Ralph Cowan

Personal information
- Full name: Ralph Stewart Cowan
- Born: 30 March 1960 (age 66) Hameln, Lower Saxony, West Germany
- Batting: Right-handed
- Bowling: Right-arm medium
- Role: Occasional wicket-keeper

Domestic team information
- 1980–1982: Oxford University
- 1982–1983: Sussex

Career statistics
| Competition | First-class | List A |
| Matches | 28 | 8 |
| Runs scored | 1,406 | 36 |
| Batting average | 29.91 | 6.00 |
| 100s/50s | 3/8 | 0/0 |
| Top score | 143* | 13 |
| Balls bowled | 1,278 | 36 |
| Wickets | 9 | 1 |
| Bowling average | 88.66 | 21.00 |
| 5 wickets in innings | 0 | 0 |
| 10 wickets in match | 0 | 0 |
| Best bowling | 2/75 | 1/21 |
| Catches/stumpings | 17/1 | 0/– |
- Source: Cricinfo, 18 February 2010

= Ralph Cowan (cricketer) =

English cricketer (born 1960)

Ralph Stewart Cowan (born 30 March 1960) is an English former cricketer. Cowan was a right-handed batsman who bowled right-arm medium pace. He also occasionally fielded as a wicket-keeper.

==Career==
While studying at the University of Oxford, Cowan made his first-class debut for Oxford University Cricket Club against Warwickshire in 1980. He made 21 further first-class appearances for the university, the last of which came against Cambridge University at The University Match at Lord's in 1982. In his 22 first-class matches the university, he scored a total of 1,234 runs at an average of 34.27, with a high score of 143 not out. This score came against Northamptonshire in 1982, in what was his most successful season in first-class cricket, with Cowan scoring 533 runs at an average of 44.41. Cowan made three centuries and seven half centuries for the university. With the ball, he took 9 wickets, though at an expensive bowling average of 81.88, with best figures of 2/75. It was during this period that he made his List A debut for the Combined Universities against Northamptonshire in the 1980 Benson & Hedges Cup. He made four further List A appearances for the team, the last of which came against Essex in the 1981 Benson & Hedges Cup. In one-day cricket, he struggled compared to his favourable first-class form, scoring 25 runs at an average of 5.00, with a high score of 13.

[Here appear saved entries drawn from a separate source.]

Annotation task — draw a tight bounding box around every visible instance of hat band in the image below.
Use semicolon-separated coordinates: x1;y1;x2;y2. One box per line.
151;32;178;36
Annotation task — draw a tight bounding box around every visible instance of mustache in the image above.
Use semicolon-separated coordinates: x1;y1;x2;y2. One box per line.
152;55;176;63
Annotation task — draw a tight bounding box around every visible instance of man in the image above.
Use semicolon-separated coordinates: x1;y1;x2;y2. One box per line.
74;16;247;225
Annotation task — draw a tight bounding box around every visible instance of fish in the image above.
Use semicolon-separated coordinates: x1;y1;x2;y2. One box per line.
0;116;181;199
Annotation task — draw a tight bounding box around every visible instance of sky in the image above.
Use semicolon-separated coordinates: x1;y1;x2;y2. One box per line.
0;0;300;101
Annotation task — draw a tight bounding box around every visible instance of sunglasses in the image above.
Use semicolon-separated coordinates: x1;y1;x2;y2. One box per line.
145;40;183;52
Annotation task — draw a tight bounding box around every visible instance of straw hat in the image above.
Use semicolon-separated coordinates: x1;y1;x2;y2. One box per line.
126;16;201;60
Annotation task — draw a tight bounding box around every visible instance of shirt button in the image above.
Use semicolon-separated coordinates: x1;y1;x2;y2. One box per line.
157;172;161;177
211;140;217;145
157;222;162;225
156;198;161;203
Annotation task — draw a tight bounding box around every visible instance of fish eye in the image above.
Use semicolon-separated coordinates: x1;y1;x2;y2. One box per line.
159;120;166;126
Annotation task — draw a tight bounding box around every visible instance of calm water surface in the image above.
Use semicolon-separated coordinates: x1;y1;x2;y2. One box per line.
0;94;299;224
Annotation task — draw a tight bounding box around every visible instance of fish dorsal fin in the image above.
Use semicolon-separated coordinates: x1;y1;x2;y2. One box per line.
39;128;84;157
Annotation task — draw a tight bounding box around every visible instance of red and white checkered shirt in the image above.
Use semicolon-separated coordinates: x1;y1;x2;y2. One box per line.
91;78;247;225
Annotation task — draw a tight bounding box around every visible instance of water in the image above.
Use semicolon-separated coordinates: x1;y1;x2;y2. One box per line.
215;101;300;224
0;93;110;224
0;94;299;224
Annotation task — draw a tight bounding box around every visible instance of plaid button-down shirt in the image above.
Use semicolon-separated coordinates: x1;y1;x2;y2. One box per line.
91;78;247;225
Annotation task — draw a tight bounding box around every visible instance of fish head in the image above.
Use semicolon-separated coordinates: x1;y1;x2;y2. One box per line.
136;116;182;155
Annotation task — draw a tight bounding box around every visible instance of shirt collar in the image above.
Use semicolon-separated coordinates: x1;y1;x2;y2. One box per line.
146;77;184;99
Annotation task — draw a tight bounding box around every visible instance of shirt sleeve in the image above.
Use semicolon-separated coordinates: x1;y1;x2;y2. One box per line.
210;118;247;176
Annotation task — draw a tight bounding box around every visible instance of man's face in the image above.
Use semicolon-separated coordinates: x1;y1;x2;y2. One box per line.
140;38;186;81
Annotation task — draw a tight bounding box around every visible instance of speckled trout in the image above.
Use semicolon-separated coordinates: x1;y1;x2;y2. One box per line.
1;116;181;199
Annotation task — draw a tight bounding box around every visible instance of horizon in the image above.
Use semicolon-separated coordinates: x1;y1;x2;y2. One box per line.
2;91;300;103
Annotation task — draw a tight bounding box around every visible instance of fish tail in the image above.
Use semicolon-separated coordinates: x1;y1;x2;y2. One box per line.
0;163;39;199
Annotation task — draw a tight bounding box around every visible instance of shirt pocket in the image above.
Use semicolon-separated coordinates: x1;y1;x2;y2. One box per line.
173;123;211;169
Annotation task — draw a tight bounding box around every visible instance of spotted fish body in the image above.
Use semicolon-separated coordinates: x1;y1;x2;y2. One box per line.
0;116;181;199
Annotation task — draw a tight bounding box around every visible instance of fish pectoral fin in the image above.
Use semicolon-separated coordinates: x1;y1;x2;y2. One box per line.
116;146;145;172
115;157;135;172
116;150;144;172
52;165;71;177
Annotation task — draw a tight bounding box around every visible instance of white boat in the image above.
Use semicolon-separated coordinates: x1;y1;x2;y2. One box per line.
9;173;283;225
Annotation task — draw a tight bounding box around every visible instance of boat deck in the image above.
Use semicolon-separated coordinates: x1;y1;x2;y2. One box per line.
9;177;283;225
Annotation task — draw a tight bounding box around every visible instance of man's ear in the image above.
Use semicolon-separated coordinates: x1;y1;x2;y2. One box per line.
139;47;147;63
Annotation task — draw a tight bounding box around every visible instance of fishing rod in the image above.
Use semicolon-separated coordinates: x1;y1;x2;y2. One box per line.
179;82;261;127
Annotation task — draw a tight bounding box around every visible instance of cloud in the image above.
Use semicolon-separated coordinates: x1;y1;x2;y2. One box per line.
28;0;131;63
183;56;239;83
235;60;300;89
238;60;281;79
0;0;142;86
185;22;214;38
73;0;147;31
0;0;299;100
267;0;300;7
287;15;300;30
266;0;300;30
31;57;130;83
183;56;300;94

Having been associated with Sussex since appearing for the county Second XI in 1979, Cowan made his first team debut for the county at the end of the 1982 County Championship against Nottinghamshire. Cowan made just five further first-class appearances for Sussex, the last of which came against Surrey in the 1983 County Championship. He scored 152 runs in his six matches, passing fifty just once and averaging 15.63. He also played three List A matches for Sussex, all coming in the 1983 season, against the Minor Counties in the 1983 Benson & Hedges Cup, and Leicestershire and Surrey in the John Player Special League. He scored just 11 runs in his three one-day matches for Sussex.